My GMU Econ colleague – and EJW‘s – Dan Klein sent me by e-mail his thoughts on the movie Moneyball. I share Dan’s thoughts with you here:
I [Dan Klein] confess that I’m a sucker for Brad Pitt (esp. Troy and Legends of the Fall). I enjoyed Moneyball.
It’s got a remarkable amount of econ/pro-commerce stuff in it, as well as Smithian themes about moral sentiments in commercial society.
They throw in a lot, and it often felt clumsy. Sometimes the dialogue even speechifies. But many of the topics touched are topics usually far beyond the reach of a movie, so it strikes as very original. The whole is remarkably bold.
There is no love interest, which was good.

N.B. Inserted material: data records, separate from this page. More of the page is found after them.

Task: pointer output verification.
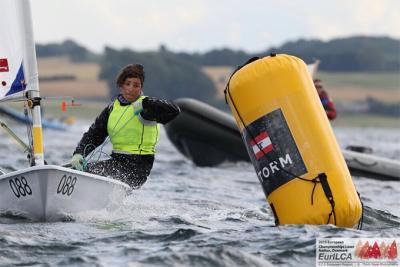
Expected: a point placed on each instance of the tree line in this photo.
(178, 74)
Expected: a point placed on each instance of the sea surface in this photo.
(189, 216)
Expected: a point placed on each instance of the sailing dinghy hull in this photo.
(53, 193)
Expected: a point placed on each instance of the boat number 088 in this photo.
(66, 185)
(20, 187)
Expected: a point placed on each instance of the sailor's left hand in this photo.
(137, 107)
(78, 162)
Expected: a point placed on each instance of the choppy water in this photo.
(189, 216)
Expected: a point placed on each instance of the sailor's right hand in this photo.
(78, 162)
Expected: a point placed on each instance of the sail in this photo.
(18, 66)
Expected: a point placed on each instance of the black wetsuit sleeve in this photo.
(161, 111)
(96, 134)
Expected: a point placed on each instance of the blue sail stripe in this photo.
(18, 84)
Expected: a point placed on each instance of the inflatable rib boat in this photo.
(209, 136)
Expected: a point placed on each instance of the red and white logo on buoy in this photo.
(261, 144)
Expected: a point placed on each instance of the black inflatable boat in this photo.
(209, 136)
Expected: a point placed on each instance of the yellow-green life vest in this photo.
(131, 134)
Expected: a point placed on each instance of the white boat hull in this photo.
(51, 193)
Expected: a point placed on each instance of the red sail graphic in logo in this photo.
(375, 251)
(392, 251)
(4, 65)
(261, 144)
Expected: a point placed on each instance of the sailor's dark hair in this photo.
(130, 71)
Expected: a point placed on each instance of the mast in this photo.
(32, 79)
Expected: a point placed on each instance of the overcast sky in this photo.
(202, 25)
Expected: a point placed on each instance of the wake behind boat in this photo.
(40, 192)
(53, 193)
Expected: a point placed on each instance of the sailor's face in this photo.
(131, 89)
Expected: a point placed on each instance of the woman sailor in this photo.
(131, 122)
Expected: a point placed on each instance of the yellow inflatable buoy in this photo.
(291, 143)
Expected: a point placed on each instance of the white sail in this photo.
(18, 66)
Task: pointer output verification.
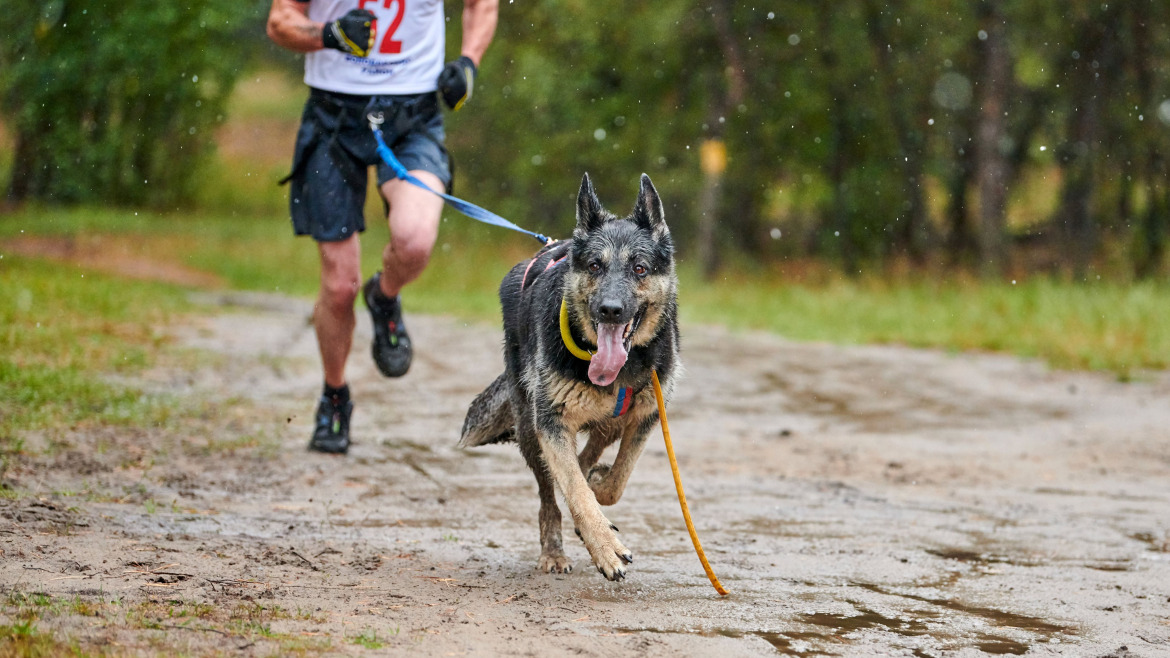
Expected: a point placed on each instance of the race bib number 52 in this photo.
(390, 46)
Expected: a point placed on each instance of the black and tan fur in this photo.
(619, 271)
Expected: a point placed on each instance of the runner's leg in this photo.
(413, 220)
(332, 317)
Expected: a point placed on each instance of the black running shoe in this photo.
(391, 344)
(332, 431)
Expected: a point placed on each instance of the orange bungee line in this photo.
(566, 336)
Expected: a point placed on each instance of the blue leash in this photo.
(468, 208)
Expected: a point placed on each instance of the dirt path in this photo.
(855, 500)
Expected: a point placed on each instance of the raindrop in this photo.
(952, 91)
(1164, 111)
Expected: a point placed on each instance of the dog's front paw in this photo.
(610, 556)
(555, 563)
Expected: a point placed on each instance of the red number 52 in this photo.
(390, 46)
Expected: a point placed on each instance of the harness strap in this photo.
(523, 282)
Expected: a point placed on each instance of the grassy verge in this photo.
(33, 614)
(1117, 328)
(1112, 327)
(61, 329)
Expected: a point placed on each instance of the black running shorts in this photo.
(335, 150)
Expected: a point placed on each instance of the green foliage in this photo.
(851, 131)
(115, 101)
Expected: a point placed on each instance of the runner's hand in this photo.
(352, 33)
(456, 82)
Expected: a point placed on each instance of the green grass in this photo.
(61, 328)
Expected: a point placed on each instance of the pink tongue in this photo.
(611, 355)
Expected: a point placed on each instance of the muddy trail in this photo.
(854, 500)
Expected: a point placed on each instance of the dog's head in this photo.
(621, 279)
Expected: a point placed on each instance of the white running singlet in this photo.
(407, 53)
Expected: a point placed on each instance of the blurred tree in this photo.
(115, 101)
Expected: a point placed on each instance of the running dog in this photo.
(586, 322)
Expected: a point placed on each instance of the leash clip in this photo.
(376, 120)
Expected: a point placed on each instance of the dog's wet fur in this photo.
(618, 281)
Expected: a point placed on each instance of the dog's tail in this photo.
(489, 419)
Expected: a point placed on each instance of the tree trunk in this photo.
(990, 159)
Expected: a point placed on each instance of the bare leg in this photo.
(413, 220)
(332, 316)
(600, 437)
(608, 482)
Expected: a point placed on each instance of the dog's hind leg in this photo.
(608, 482)
(552, 552)
(600, 437)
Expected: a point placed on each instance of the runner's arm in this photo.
(480, 18)
(289, 26)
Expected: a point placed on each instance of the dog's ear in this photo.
(648, 210)
(589, 208)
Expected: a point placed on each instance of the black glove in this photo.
(352, 33)
(456, 82)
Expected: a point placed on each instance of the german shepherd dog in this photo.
(612, 292)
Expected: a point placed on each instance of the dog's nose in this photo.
(608, 312)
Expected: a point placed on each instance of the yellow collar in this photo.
(568, 336)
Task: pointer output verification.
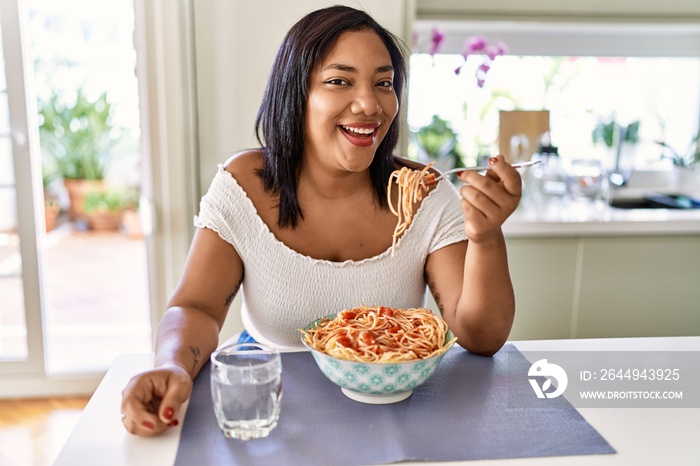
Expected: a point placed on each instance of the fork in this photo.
(482, 168)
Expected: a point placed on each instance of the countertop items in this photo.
(582, 219)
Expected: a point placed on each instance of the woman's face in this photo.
(351, 103)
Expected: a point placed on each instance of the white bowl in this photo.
(375, 383)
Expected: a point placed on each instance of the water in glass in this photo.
(246, 387)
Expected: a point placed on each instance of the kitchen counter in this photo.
(579, 219)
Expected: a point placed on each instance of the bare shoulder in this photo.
(244, 164)
(244, 167)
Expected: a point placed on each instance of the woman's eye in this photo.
(337, 82)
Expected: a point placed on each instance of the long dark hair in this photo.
(279, 125)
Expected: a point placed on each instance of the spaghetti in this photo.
(411, 186)
(380, 335)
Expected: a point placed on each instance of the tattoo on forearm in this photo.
(230, 297)
(433, 290)
(196, 353)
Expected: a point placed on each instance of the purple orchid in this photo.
(437, 39)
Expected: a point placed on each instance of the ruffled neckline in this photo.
(417, 218)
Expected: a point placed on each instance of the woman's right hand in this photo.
(152, 399)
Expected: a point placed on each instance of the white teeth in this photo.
(359, 130)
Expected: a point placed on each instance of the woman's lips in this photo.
(361, 136)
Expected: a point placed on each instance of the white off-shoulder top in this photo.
(284, 290)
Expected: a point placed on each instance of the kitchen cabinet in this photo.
(605, 286)
(641, 286)
(543, 271)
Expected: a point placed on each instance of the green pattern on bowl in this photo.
(375, 378)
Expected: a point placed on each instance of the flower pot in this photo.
(104, 221)
(76, 193)
(51, 211)
(131, 224)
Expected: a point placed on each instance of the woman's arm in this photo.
(470, 281)
(189, 330)
(187, 335)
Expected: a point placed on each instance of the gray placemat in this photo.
(461, 413)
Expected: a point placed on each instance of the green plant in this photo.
(78, 134)
(607, 131)
(108, 200)
(437, 140)
(691, 157)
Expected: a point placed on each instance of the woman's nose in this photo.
(366, 103)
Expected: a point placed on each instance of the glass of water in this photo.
(246, 388)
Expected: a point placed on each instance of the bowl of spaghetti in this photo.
(376, 354)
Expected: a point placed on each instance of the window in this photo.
(593, 79)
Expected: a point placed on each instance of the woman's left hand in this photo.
(488, 200)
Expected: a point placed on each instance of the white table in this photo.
(636, 433)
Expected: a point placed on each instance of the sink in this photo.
(656, 201)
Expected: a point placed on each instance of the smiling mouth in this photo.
(359, 132)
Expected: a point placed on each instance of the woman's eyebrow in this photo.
(352, 69)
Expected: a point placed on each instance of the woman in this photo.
(303, 224)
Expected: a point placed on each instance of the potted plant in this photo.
(103, 208)
(52, 205)
(621, 140)
(688, 159)
(78, 135)
(437, 142)
(131, 222)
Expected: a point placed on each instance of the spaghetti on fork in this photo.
(412, 185)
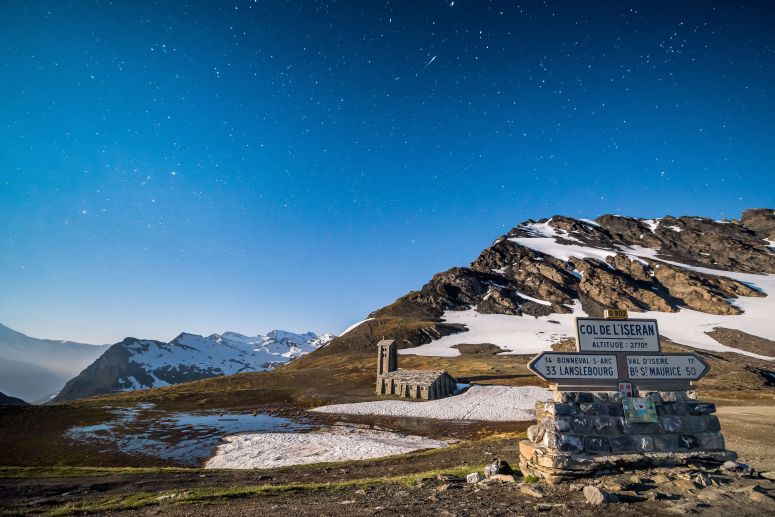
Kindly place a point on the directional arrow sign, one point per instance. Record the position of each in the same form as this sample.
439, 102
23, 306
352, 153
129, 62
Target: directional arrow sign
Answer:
666, 366
554, 365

Here’s a quick list of some of the topics it touches (and always in a good, if clumsy, way):
• Radical innovation, especially as born of extreme adversity (see Reuven Brenner).
• The hostility to radical innovation, especially at a deep level of selfhood and of the cultural ecology (Schumpeter 1911/1934).
• Some speechifying by the Red Sox owner about how the resistance problem also applies to government.
• Honest profit (which is in part based on prices) as a validation of personal worth.
• But also honest profit as less than paramount. In the end Brad Pitt got the validation but declined the offer.
• The destructive element in creation, but moreover the destructive impulse, as he was, as it were, getting back at baseball (Schumpeter again).
• Thus, also, success in rivalrous competition as one avenue to personal redemption.
• A general sense that the system is ineluctably vast and anonymous, that each person is situated within a vast and mysterious set of forces. That people don’t really know what will happen, or why, and must stoically accept constraints.
• Technology and nerd smarts; “skill-biased technology” issues.
• How better methods discover value and help those otherwise less valued.
• Family as naturally cardinal and often challenged by the forces of modern/commercial society.
Now I really want to see this movie!